In that sense, the tentative agreement reached Wednesday represents a win for both sides. But for workers, it's as much about sidestepping defeat as declaring victory.
At the core of the accord between General Motors and the United Auto Workers is a simple trade-off: The union makes major concessions that will help the company bring down labor costs, and in return it wins the hope of retaining many of its remaining US jobs.
"They have to have GM invest in North America in order to ensure their long-term viability as a union," says David Cole, who heads the Center for Automotive Research in Ann Arbor, Mich. The price of getting a degree of job security, he says, is to help GM bring its labor costs much closer to those enjoyed by Asian rivals such as Toyota.
The deal Wednesday morning ended a two-day national strike against GM. The details were not immediately made public, as the union communicated first with its own membership.

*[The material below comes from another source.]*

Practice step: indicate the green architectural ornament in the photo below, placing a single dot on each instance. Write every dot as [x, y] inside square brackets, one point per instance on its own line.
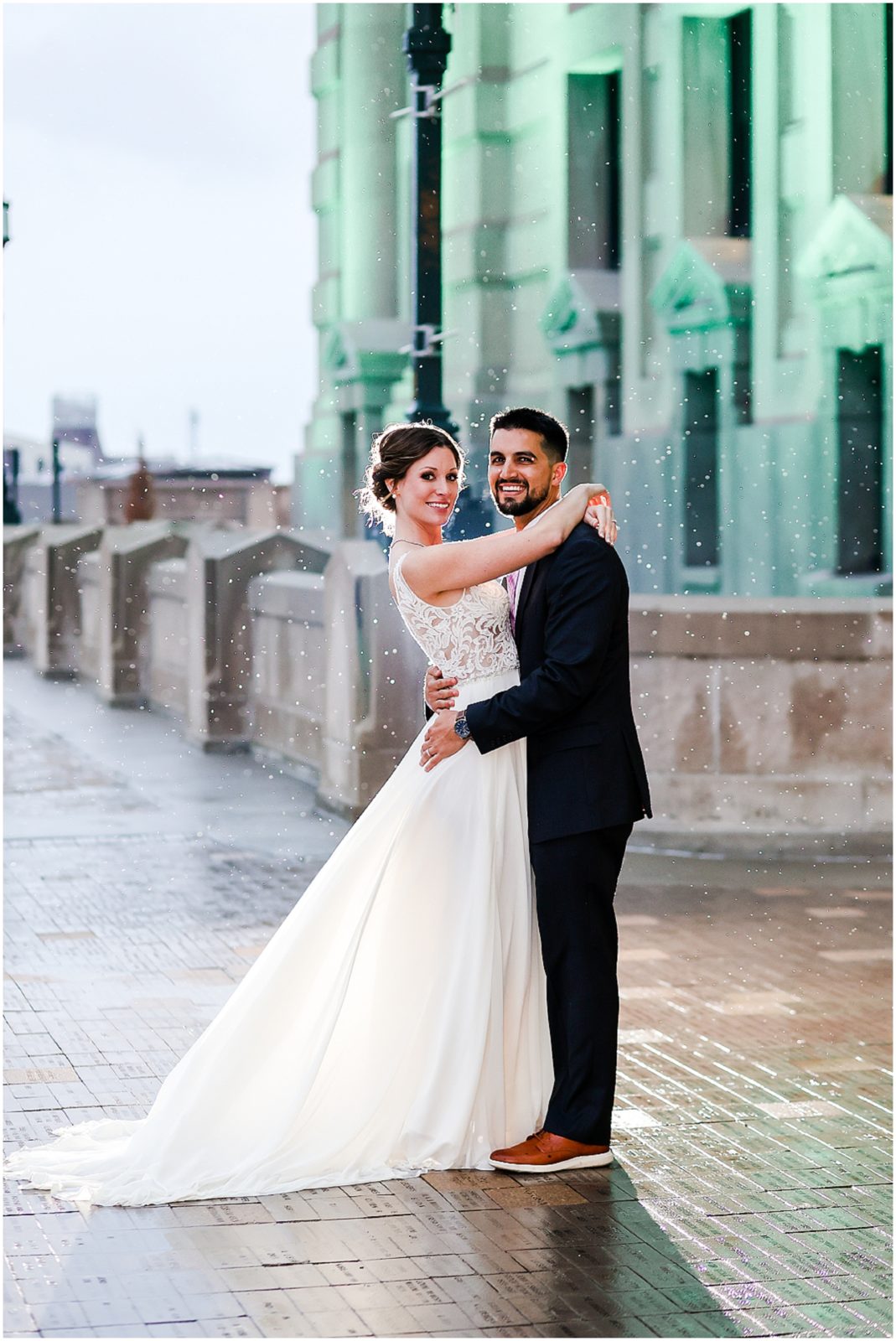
[704, 285]
[583, 312]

But according to news reports, the broad outlines of the pact involved gains for both sides. It includes a groundbreaking move to shift responsibility for retiree healthcare from the company to a union-administered trust fund. This lowers GM's hourly labor costs, which include healthcare, and removes uncertainty about its long-term health-cost burden.
For the union, the healthcare arrangement provides assurance that hard-won benefits won't disappear if GM is ever forced into bankruptcy. GM will kick billions of dollars into the fund, known as a VEBA (voluntary employee beneficiary association).
On wages, the company will pay some new hires in nonmanufacturing jobs a lower rate than its current employees in those jobs. Instead of formal pay raises, the company agreed to annual lump-sum payouts to workers.
All this amounts to a carefully choreographed plan that both sides hope will help GM restore profitability to its North American operations.
In the talks, the company in effect gave the union a choice, Mr. Cole says. Under Plan A, the UAW makes big concessions, and GM is able to keep jobs in the US. The alternative, if the union refused to cut costs enough, is Plan B: "Disinvest in the US."